Mientras hacía cola para llegar hasta los novios, el doctor Quinteros tuvo que festejar una docena de chistes contra el gobierno que le contaron los hermanos Febre, dos mellizos tan idénticos que, se decía, ni sus propias mujeres los diferenciaban. Era tal el gentío que el salón parecía a punto de desplomarse; muchas personas habían permanecido en los jardines, esperando turno para entrar. Un enjambre de mozos circulaba ofreciendo champaña. Se oían risas, bromas, brindis y todo el mundo decía que la novia estaba lindísima. Cuando el doctor Quinteros pudo al fin llegar hasta ella, vio que Elianita seguía compuesta y lozana pese al calor y la apretura. "Mil años de felicidad, flaquita", le dijo, abrazándola, y ella le contó al oído: "Charito me llamó esta mañana desde Roma para felicitarme, y también hablé con la tía Mercedes. ¡Qué amorosas, de llamarme!". El Pelirrojo Antúnez, sudando, colorado como un camarón, chisporroteaba de felicidad: "¿Ahora también tendré que decirle tío, don Alberto?". "Claro, sobrino, lo palmeó el doctor Quinteros, y tendrás que tutearme."

Salió medio asfixiado del estrado de los novios y, entre flashes de fotógrafos, roces, saludos, pudo llegar al jardín. Allí la condensación humana era menor y se podía respirar. Tomó una copa y se vio envuelto, en una ronda de médicos amigos, en interminables bromas que tenían como tema el viaje de su mujer: Mercedes no volvería, se quedaría con algún franchute, en los extremos de la frente comenzaban ya a brotarle unos cuernitos. El doctor Quinteros, mientras les llevaba la cuerda, pensó —recordando el Gimnasio— que hoy le tocaba estar en la berlina.

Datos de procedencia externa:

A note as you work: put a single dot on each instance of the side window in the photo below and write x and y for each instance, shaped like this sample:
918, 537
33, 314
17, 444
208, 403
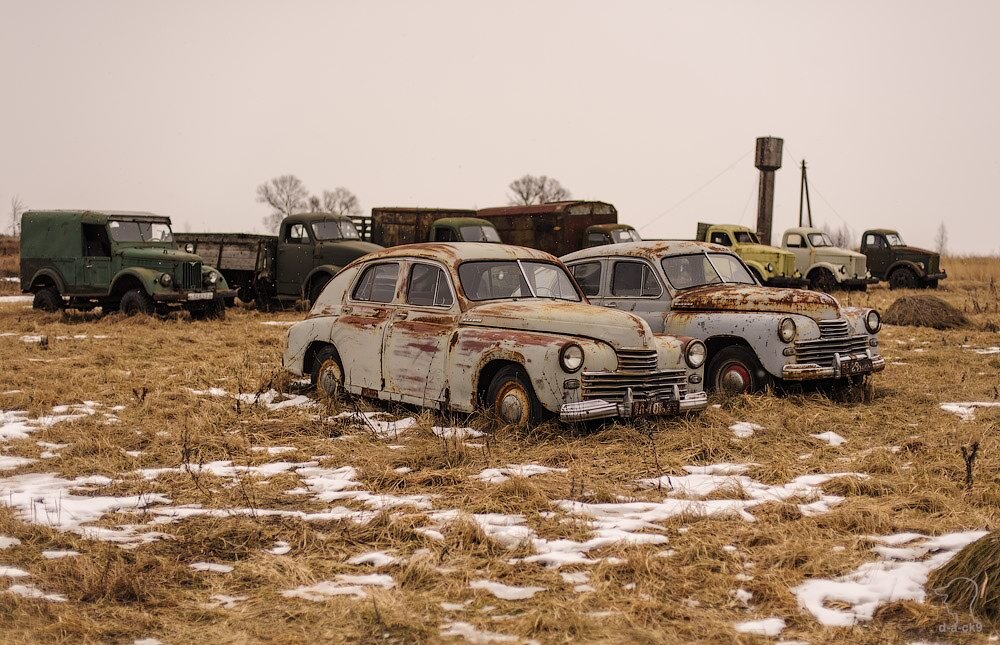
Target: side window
96, 243
634, 280
721, 237
588, 276
296, 234
377, 283
428, 287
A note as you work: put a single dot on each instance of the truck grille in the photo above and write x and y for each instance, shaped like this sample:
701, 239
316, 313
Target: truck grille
189, 276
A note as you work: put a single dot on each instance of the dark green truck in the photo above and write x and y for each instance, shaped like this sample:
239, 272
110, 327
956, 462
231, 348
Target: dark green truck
77, 259
295, 264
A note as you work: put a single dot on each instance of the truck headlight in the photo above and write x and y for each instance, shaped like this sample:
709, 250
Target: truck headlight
786, 330
695, 353
571, 357
873, 322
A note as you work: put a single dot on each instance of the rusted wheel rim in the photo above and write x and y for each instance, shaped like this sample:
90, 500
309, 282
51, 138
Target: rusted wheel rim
331, 378
735, 377
513, 404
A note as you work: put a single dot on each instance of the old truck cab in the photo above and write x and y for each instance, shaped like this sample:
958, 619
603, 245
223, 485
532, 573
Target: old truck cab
114, 260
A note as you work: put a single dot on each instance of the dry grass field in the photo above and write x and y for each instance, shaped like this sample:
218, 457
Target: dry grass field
156, 507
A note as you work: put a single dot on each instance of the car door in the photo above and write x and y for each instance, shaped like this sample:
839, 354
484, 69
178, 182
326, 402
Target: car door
359, 332
417, 336
295, 259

A ratos veía, por sobre un mar de cabezas, a Richard, al otro extremo del salón, en medio de muchachos y muchachas que reían: serio y fruncido, vaciaba las copas de champaña como agua. "Tal vez le apena que Elianita se case con Antúnez, pensó; también él hubiera querido alguien más brillante para su hermana." Pero no, lo probable es que estuviera atravesando una de esas crisis de transición. Y el doctor Quinteros recordó cómo él también, a la edad de Richard, había pasado un período difícil, dudando entre la medicina y la ingeniería aeronáutica. (Su padre lo había convencido con un argumento de peso: en el Perú, como ingeniero aeronáutico no hubiera tenido otra salida que dedicarse a las cometas o el aeromodelismo.) Tal vez Roberto, siempre tan absorbido en sus negocios, no estaba en condiciones de aconsejar a Richard. Y el doctor Quinteros, en uno de esos arranques que le habían ganado el aprecio general, decidió que, un día de éstos, con toda la delicadeza del caso, invitaría a su sobrino y sutilmente exploraría la manera de ayudarlo.

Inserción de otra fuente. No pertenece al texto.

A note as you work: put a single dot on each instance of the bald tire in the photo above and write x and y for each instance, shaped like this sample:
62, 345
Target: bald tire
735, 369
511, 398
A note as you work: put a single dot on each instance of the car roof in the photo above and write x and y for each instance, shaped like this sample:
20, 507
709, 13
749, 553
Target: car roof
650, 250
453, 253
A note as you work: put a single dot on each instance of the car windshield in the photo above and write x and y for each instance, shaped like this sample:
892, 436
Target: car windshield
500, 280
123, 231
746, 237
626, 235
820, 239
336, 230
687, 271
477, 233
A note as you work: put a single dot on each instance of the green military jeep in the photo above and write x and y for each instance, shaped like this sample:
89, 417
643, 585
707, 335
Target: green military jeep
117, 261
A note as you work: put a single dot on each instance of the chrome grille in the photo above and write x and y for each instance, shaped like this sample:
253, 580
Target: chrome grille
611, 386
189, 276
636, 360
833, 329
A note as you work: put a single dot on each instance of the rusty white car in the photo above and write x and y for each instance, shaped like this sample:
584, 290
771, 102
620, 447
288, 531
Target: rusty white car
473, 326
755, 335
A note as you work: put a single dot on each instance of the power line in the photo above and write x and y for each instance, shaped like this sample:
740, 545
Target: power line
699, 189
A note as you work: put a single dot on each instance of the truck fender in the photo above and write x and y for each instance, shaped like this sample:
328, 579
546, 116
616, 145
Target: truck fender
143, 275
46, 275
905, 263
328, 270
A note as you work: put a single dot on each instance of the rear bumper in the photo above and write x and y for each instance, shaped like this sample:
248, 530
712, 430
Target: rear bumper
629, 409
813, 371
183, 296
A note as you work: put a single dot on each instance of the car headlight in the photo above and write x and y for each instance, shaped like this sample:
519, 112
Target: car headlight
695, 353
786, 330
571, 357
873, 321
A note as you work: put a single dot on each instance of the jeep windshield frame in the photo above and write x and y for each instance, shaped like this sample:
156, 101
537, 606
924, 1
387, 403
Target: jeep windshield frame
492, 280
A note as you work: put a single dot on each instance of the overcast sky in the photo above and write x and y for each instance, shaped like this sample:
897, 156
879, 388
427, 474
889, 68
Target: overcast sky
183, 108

La casa de Roberto y Margarita estaba en la avenida Santa Cruz, a pocas cuadras de la Iglesia de Santa María, y, al término de la recepción en la Parroquia, los invitados al almuerzo desfilaron bajo los árboles y el sol de San isidro, hacia el caserón de ladrillos rojos y techos de madera, rodeado de césped, de flores, de verjas, y primorosamente decorado para la fiesta. Al doctor Quinteros le bastó llegar a la puerta para comprender que la celebración iba a superar sus propias predicciones y que asistiría a un acontecimiento que los cronistas sociales llamarían 'soberbio'.

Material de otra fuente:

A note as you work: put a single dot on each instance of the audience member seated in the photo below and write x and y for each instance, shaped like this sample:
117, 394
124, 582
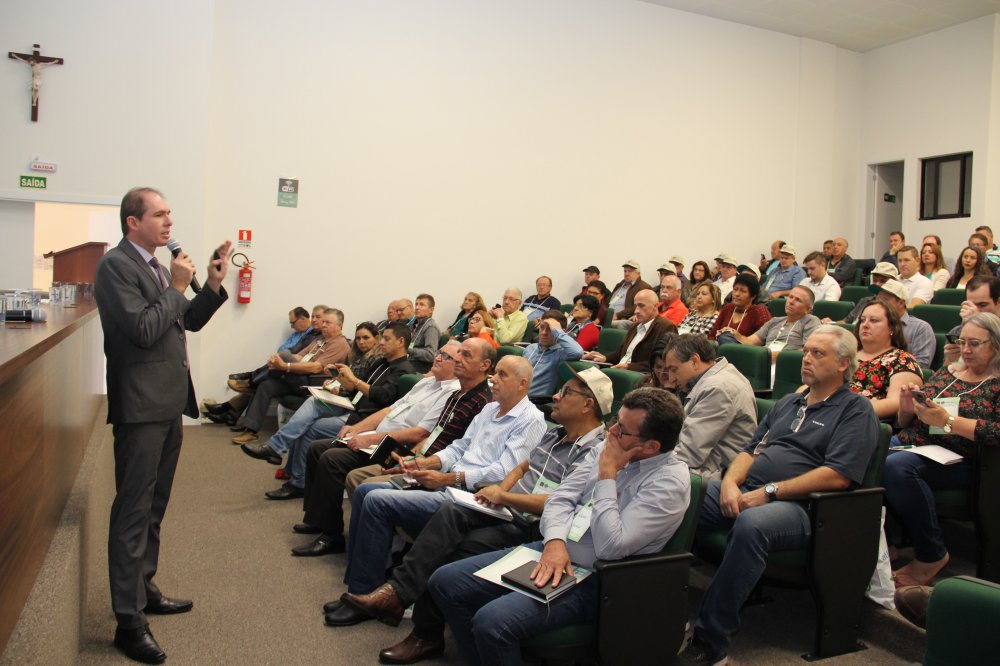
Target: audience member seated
636, 350
769, 265
316, 419
455, 532
955, 409
622, 298
584, 326
727, 273
788, 332
932, 266
554, 346
289, 374
788, 274
742, 316
883, 271
600, 291
704, 310
471, 304
920, 339
720, 413
511, 323
635, 491
590, 274
671, 306
228, 412
919, 288
821, 283
970, 264
982, 294
482, 325
498, 440
426, 334
542, 300
896, 242
329, 462
841, 266
884, 365
982, 243
761, 499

A lo largo y a lo ancho del jardín se habían puesto mesas y sombrillas, y, al fondo, junto a las perreras, un enorme toldo protegía una mesa de níveo mantel, que corría a lo largo de la pared, erizada de fuentes con entremeses multicolores. El bar estaba junto al estanque de agallados peces japoneses y se veían tantas copas, botellas, cocteleras, jarras de refrescos, como para quitar la sed a un ejército. Mozos de chaquetilla blanca y muchachas de cofia y delantal recibían a los invitados abrumándolos desde la misma puerta de calle con piscosauers, algarrobinas, vodkas con maracuyá, vasos de whisky, gin o copas de champaña, y palitos de queso, papitas con ají, guindas rellenas de tocino, camarones arrebosados, volovanes y todos los bocaditos concebidos por la inventiva limeña para abrir el apetito. En el interior, enormes canastas y ramos de rosas, nardos, gladiolos, alelíes, claveles, apoyados contra las paredes, dispuestos a lo largo de las escaleras o sobre los alféizares y los muebles, refrescaban el ambiente. El parquet estaba encerado, las cortinas lavadas, las porcelanas y la platería relucientes y el doctor Quinteros sonrió imaginando que hasta los huacos de las vitrinas habían sido lustrados. En el vestíbulo había también un buffet, y en el comedor se explayaban los dulces —mazapanes, queso helado, suspiros, huevos chimbos, yemas, coquitos, nueces con almíbar— alrededor de la impresionante torta de bodas, una construcción de tules y columnas, cremosa y arrogante, que arrancaba trinos de admiración a las señoras. Pero lo que concitaba la curiosidad femenina, sobre todo, eran los regalos, en el segundo piso; se había formado una cola tan larga para verlos que el doctor Quinteros decidió rápidamente no hacerla, pese a que le hubiera gustado saber cómo lucía en el conjunto su pulsera.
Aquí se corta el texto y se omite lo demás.